View larger version (103K): [in this window] [in a new window]   View larger version (25K): [in this window] [in a new window]   FIG. 1.   Pd accumulation by D. desulfuricans ATCC 29577. Cultures were grown and challenged with Pd2+, as described in the text. (A) Electron microscopy of Pd-loaded biomass. Magnifications, ×72,000. (Left) Cells unchallenged with Pd or challenged in the absence of an electron donor. (Right) Cells challenged with Pd for 24 h with H2 as the electron donor. (B) Individual cell-bound crystalline deposits from the cells shown in panel A were examined by energy-dispersive X-ray microanalysis, with peaks corresponding to the X-ray emission energies of Pd. (C) X-ray diffraction spectrum of dried Pd-loaded biomass (solid line) compared to the reference database for metallic Pd (vertical lines).

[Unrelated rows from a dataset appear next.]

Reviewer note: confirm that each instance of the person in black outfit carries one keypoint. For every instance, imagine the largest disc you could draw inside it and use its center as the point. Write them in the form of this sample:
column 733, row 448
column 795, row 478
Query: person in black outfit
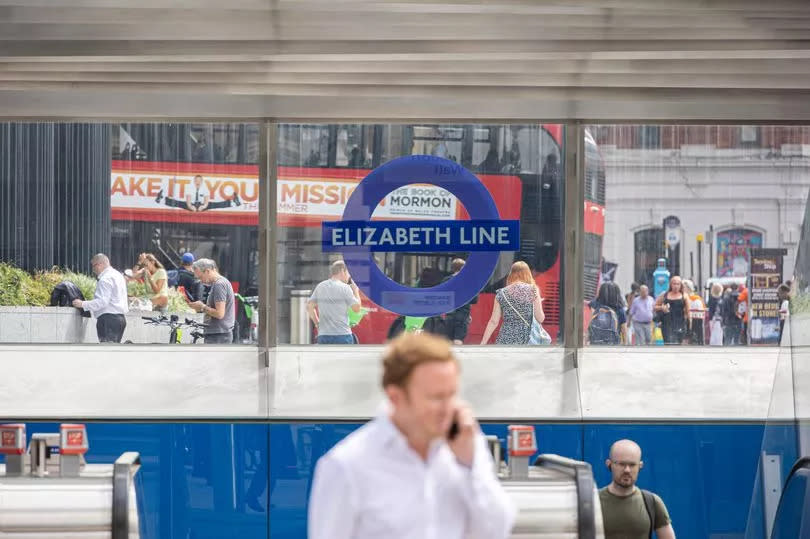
column 187, row 279
column 673, row 308
column 457, row 323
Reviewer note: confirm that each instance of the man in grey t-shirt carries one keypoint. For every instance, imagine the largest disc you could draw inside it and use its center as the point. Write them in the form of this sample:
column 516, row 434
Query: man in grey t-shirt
column 329, row 305
column 219, row 312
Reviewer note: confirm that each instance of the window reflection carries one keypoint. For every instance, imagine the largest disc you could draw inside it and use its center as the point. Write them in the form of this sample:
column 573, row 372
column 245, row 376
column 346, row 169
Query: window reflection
column 519, row 165
column 152, row 198
column 700, row 204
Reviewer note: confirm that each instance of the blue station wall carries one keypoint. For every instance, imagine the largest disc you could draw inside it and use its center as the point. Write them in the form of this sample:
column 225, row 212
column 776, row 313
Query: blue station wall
column 212, row 480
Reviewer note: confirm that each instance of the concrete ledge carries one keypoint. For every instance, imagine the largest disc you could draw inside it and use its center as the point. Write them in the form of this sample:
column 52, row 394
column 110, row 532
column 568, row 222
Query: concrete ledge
column 66, row 325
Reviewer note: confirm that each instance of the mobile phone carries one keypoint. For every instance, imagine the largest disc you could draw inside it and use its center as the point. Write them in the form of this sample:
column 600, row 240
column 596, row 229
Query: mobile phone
column 453, row 432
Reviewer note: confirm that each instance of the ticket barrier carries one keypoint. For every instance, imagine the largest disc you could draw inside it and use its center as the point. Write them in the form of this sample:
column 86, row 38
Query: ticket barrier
column 556, row 496
column 48, row 491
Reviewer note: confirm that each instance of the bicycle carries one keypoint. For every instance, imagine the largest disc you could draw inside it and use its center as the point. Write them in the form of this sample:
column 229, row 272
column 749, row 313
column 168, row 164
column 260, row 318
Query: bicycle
column 176, row 333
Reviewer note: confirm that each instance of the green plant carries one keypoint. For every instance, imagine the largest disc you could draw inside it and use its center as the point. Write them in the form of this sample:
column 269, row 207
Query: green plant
column 800, row 303
column 13, row 284
column 136, row 289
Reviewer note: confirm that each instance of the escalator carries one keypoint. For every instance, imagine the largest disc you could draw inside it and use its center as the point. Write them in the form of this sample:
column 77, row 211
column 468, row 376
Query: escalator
column 793, row 514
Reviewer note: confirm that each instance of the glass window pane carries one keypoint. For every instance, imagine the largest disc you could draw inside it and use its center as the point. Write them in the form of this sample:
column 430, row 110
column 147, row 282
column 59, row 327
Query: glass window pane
column 150, row 197
column 713, row 214
column 519, row 169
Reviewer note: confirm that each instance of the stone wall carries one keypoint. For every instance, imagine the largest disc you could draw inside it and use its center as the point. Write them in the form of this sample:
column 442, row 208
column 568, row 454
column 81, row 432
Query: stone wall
column 66, row 325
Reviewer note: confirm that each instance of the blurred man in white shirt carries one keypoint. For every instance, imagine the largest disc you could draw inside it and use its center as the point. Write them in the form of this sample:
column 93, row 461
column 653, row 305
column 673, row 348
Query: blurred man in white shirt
column 419, row 470
column 109, row 304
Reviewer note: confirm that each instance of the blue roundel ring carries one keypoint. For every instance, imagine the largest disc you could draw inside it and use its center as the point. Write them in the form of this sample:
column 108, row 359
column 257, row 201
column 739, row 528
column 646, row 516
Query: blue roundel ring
column 447, row 175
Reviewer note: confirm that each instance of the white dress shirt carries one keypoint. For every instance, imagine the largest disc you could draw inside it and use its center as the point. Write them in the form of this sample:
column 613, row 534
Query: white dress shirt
column 110, row 296
column 372, row 485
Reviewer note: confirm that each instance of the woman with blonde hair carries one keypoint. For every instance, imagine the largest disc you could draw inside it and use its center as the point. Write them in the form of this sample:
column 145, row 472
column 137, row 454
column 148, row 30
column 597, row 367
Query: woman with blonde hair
column 697, row 313
column 673, row 308
column 156, row 279
column 519, row 302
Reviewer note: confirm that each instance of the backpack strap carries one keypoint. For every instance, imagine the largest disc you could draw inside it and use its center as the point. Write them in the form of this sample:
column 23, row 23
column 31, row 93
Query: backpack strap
column 649, row 505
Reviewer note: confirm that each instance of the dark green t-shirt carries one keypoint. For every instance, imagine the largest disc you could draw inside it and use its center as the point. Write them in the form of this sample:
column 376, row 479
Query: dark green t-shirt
column 627, row 518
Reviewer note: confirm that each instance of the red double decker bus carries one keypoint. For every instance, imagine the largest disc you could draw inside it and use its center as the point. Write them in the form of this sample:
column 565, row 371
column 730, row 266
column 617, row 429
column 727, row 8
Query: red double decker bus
column 319, row 166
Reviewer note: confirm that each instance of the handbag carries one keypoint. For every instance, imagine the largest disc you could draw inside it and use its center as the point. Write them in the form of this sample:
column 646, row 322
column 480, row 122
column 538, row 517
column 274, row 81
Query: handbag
column 538, row 336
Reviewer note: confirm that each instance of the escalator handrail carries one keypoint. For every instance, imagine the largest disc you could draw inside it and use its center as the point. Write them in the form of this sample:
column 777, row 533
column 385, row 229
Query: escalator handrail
column 800, row 464
column 583, row 475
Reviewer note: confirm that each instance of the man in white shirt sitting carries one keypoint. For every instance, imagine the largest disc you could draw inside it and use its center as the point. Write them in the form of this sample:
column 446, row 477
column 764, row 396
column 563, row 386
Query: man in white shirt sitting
column 419, row 470
column 109, row 304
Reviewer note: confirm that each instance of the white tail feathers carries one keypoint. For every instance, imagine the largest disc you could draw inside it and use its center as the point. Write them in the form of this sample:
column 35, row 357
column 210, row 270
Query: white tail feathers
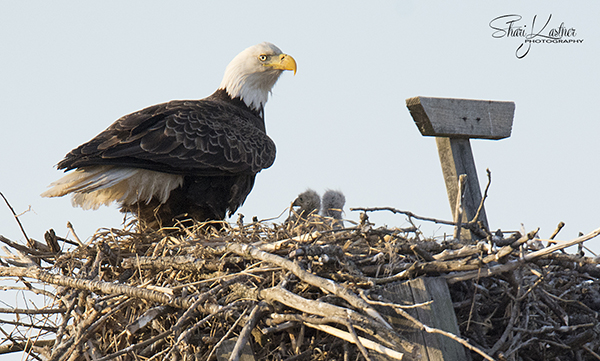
column 102, row 185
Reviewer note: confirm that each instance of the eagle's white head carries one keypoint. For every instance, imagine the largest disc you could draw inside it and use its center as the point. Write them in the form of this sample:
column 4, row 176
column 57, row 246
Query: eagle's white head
column 252, row 73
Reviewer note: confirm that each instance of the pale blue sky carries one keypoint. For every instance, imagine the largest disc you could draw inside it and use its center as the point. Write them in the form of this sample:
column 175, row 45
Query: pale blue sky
column 68, row 69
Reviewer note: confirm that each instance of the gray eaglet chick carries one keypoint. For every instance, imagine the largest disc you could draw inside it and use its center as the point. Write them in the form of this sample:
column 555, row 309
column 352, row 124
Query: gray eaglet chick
column 333, row 206
column 307, row 203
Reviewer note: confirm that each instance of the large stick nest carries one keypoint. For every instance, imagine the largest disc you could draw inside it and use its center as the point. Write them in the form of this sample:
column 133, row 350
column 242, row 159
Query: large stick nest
column 303, row 290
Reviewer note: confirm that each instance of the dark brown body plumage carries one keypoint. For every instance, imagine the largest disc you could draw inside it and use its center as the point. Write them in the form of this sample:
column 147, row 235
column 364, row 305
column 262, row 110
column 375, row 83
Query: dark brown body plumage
column 217, row 144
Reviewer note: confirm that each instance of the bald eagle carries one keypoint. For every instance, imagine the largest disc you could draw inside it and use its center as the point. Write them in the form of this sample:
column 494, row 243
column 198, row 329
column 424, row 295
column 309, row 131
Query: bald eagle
column 183, row 158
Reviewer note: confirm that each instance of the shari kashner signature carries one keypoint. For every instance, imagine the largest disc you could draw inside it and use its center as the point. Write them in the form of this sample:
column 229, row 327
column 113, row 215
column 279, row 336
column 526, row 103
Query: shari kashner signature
column 509, row 26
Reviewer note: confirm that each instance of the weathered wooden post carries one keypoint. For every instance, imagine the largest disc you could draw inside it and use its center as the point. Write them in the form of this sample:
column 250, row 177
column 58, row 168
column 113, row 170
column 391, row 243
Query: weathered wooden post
column 453, row 122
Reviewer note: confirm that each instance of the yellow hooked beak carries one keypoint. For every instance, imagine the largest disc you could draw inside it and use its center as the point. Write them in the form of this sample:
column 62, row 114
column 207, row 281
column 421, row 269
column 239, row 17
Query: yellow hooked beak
column 283, row 62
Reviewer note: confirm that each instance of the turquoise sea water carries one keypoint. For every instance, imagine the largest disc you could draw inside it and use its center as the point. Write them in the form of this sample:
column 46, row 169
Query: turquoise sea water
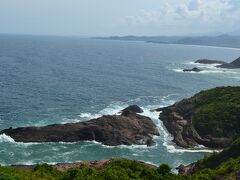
column 45, row 80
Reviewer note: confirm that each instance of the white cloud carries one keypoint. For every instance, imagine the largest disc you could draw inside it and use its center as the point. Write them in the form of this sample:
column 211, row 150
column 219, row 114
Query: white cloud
column 206, row 14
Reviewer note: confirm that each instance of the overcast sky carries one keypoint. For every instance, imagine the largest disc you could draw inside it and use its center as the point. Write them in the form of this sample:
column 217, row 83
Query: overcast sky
column 119, row 17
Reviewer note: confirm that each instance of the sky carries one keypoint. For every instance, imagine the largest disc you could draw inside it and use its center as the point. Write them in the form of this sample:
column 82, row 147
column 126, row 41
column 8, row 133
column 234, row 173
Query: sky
column 119, row 17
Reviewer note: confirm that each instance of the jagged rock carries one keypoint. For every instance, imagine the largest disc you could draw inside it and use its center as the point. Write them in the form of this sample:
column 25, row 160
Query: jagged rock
column 208, row 61
column 195, row 69
column 233, row 65
column 110, row 130
column 132, row 109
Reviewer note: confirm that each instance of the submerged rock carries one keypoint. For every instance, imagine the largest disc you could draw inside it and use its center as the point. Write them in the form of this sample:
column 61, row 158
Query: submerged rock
column 131, row 109
column 195, row 69
column 208, row 61
column 233, row 65
column 110, row 130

Throughout this study, resting cells were used to avoid possible precipitation of Pd²⁺ as the sulfide via H₂S production from the use of sulfate as the terminal electron acceptor. Biomass growth requires oxidizable substrate (e.g., lactate), while low biomass content and "clean" Pd⁰ are preferable for easy metal recovery. The use of growth-decoupled cells deserves additional notice. Although microbial reductase activities have been harnessed successfully in other areas of waste remediation (e.g., in denitrification processes), it has not been easy to decouple oxidoreductase activity from biomass growth due to the need for the recycling of metabolic cofactors such as NADH (7). The use of molecular hydrogen can circumvent this requirement and opens up possible applications of hydrogenases in biotechnology. In all cases so far, hydrogenase activity has been confined to strictly anaerobic bacteria or facultatively anaerobic bacteria under anaerobic conditions. In final tests, we sparged the cultures with air prior to testing for Pd reduction. Although O₂ is lethal to many sulfate-reducing bacteria, the precipitation of Pd was largely unaffected (Table 1). This opens the way to the application of these organisms without implementation of special anaerobic facilities following biomass pregrowth; preliminary tests using a flat PTFE (Teflon) membrane with Pd²⁺ on the flow side and H₂ supplied on the back side of a suspension of D. desulfuricans gave a black precipitate of Pd⁰ within minutes.